MISSOURI 83, OHIO ST. 67: Playing like the team it was early in the season, Mizzou is in the Sweet 16.

By BRIAN LANDMAN, Times Staff Writer

© St. Petersburg Times, published March 17, 2002

MISSOURI 83, OHIO ST. 67: Playing like the team it was early in the season, Mizzou is in the Sweet 16.

ALBUQUERQUE, N.M. -- Missouri coach Quin Snyder was so serious in the hours before Saturday afternoon's NCAA Tournament second-round game against Ohio State he felt he better show a different demeanor come tipoff.

"I thought it was important to relax and for them to see me poised and relaxed and having fun," he said. "We were prepared and now we just needed to play."

And his Tigers did that like they haven't all season.

The 12th-seeded Tigers dominated every aspect of the game and routed fourth-seeded Ohio State 83-67 in the Pit to advance to the West Region semifinals this week in San Jose, Calif. The Tigers (23-11) last reached the Sweet 16 in 1994.

"We wanted to come out and show what type of team we're becoming," said junior forward Kareem Rush, who scored 17 and had a game-high nine rebounds despite playing with a painfully swollen lower lip that required 21 stitches after he busted it open against Miami on Thursday.

"The last couple of weeks we've worked so hard and it's paying off and we're showing people that hard work really pays off.
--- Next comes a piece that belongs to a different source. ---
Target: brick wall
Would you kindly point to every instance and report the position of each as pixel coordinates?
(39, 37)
We're going to keep trying to get better and better and advance as far as we can go."

The Buckeyes (24-8), the Big Ten tournament champions, were looking to advance to the Sweet 16 for the first time since their run to the 1999 Final Four at Tropicana Field. The only larger margin of defeat in 59 NCAA Tournament games for Ohio State came in 1991 to St. John's (91-74).

"It's an understatement that we were beaten by a much better team today," Ohio State coach Jim O'Brien said. "They were more physical, they were quicker and certainly they dominated the game on the backboards. We kind of ran into a buzz saw."
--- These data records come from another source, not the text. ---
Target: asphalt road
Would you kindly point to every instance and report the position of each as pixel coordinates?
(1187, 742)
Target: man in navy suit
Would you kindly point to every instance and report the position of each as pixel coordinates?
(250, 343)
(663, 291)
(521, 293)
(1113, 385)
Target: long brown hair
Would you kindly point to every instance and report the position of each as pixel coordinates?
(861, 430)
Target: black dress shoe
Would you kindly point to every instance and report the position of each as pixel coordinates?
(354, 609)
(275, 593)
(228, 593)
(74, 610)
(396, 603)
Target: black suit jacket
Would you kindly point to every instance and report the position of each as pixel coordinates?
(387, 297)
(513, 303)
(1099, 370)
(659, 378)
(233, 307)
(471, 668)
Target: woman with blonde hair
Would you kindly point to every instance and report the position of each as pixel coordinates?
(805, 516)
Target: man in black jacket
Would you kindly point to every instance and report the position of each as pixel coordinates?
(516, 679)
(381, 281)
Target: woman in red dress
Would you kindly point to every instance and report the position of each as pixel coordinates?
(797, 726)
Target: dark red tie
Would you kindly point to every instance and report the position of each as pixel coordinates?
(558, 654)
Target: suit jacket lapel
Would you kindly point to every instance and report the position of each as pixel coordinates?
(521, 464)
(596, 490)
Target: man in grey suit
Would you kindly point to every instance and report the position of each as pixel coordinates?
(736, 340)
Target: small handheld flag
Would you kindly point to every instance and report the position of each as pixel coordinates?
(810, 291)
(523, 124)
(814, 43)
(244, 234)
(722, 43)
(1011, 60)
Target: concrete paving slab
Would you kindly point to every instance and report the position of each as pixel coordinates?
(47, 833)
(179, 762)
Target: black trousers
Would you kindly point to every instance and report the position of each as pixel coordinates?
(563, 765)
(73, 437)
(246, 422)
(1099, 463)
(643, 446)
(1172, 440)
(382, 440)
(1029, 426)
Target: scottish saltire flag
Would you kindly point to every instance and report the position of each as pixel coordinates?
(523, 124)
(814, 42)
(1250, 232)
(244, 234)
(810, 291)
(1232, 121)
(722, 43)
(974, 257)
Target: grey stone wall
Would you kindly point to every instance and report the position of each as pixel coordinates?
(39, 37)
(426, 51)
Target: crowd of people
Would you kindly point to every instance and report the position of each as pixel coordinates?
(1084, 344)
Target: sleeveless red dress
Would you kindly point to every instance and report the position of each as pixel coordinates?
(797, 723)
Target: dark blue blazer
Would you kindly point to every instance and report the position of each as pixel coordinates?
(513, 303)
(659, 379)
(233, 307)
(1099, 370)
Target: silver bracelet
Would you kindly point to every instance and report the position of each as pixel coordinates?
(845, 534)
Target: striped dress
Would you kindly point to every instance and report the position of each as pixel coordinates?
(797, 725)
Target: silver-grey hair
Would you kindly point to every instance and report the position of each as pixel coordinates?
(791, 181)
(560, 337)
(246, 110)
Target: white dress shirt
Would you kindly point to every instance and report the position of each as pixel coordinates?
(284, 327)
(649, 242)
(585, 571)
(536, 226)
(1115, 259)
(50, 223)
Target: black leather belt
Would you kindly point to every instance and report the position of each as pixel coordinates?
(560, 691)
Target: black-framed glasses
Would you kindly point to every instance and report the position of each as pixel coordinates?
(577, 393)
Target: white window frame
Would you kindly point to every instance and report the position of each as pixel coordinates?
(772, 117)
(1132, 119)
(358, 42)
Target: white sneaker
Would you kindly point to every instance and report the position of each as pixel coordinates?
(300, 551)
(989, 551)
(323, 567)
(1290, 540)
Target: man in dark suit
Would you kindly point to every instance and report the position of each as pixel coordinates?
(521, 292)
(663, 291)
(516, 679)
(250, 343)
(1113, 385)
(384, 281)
The Tigers led 25-19 when streak-shooting senior guard Clarence Gilbert banked in a 3-pointer with 7:11 left in the opening half.

"We were playing good defense and we were chipping away and when he hit that 3, it was like, 'Oh, my god, what's going on?' " said OSU senior guard Brian Brown, who finished with 19 points. "But he hits tough shots; he's a good shooter."
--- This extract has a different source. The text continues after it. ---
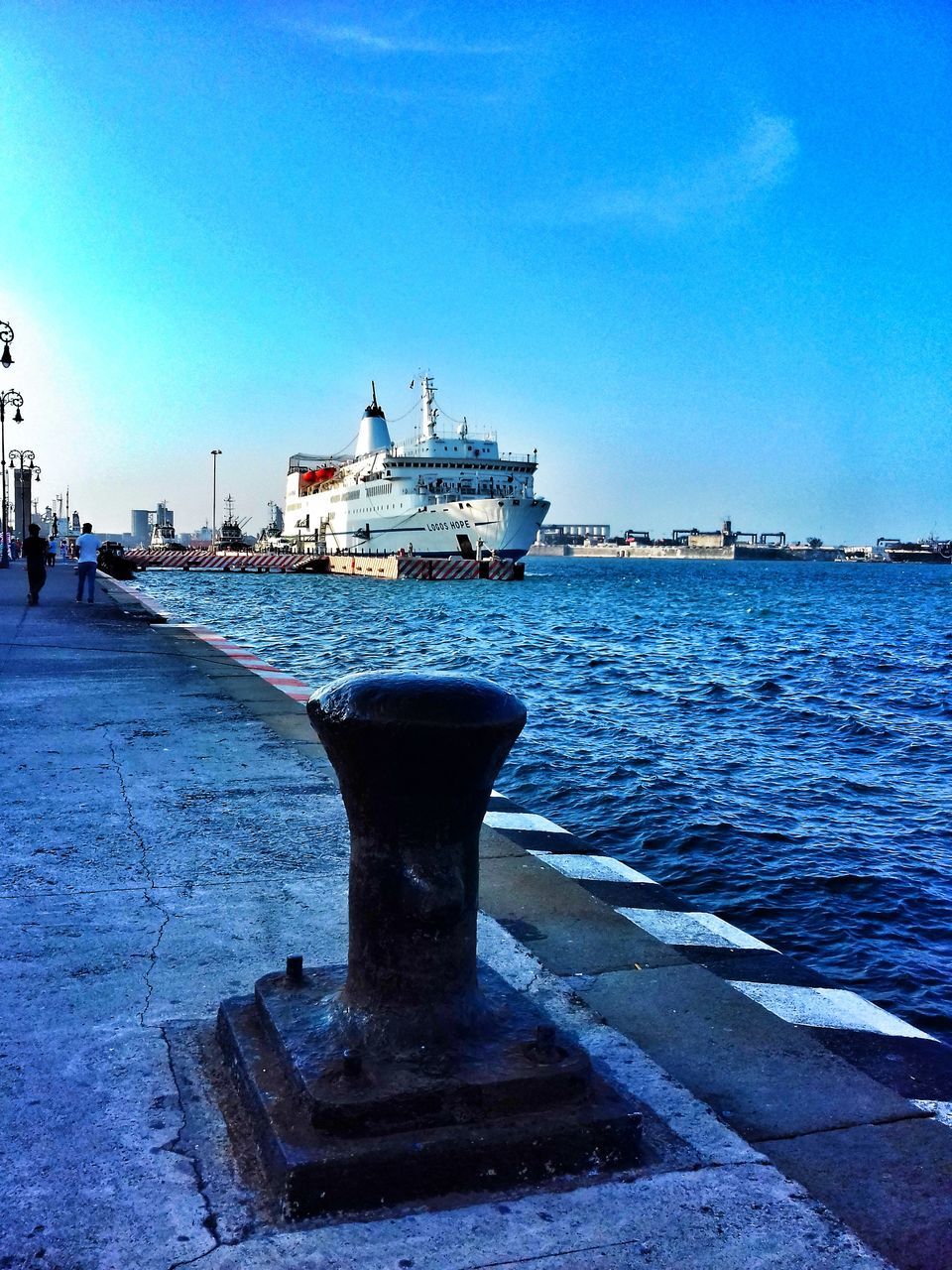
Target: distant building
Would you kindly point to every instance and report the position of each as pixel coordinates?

Yet Gilbert had missed his only two previous shots. As he passed by his coach, Snyder sensed that Gilbert was a bit wound up, a bit too intense, so he made a quick joke to relax him.

"Hey, I liked the bank, can you give me another one?" Snyder said.

Gilbert just laughed.

"It kind of got me going," Gilbert said with a wry smile. "I just made a couple good reads and got us going."

During the next seven minutes, Gilbert had 10 of his 16 points as he, Rush and sophomore forward Rickey Paulding, who led the Tigers with 20 points, keyed a decisive 19-7 run for a stunning 47-26 halftime lead.

Even with sophomore center Arthur Johnson in foul trouble and limited to just nine minutes in the half, the Tigers owned a 31-14 rebounding edge. In fact, they had nearly as many offensive rebounds (12) as Ohio State had total.

But the Buckeyes, who entered the postseason as one of the nation's best shooting teams (49 percent), managed to make just 11 of 31 shots (35.5 percent), including 0-for-7 from 3-point range.

Not much changed after intermission ... for either team.

The Tigers continued to shoot well, increasing their lead to as much as 28. And they continued to dominate rebounding, finishing with a 52-28 edge.

"I just see a more mature group," Snyder said of his team that showed immaturity after reaching No. 2 in the polls in mid December. "I think they have been very hungry to grow and right now this is a very hungry team."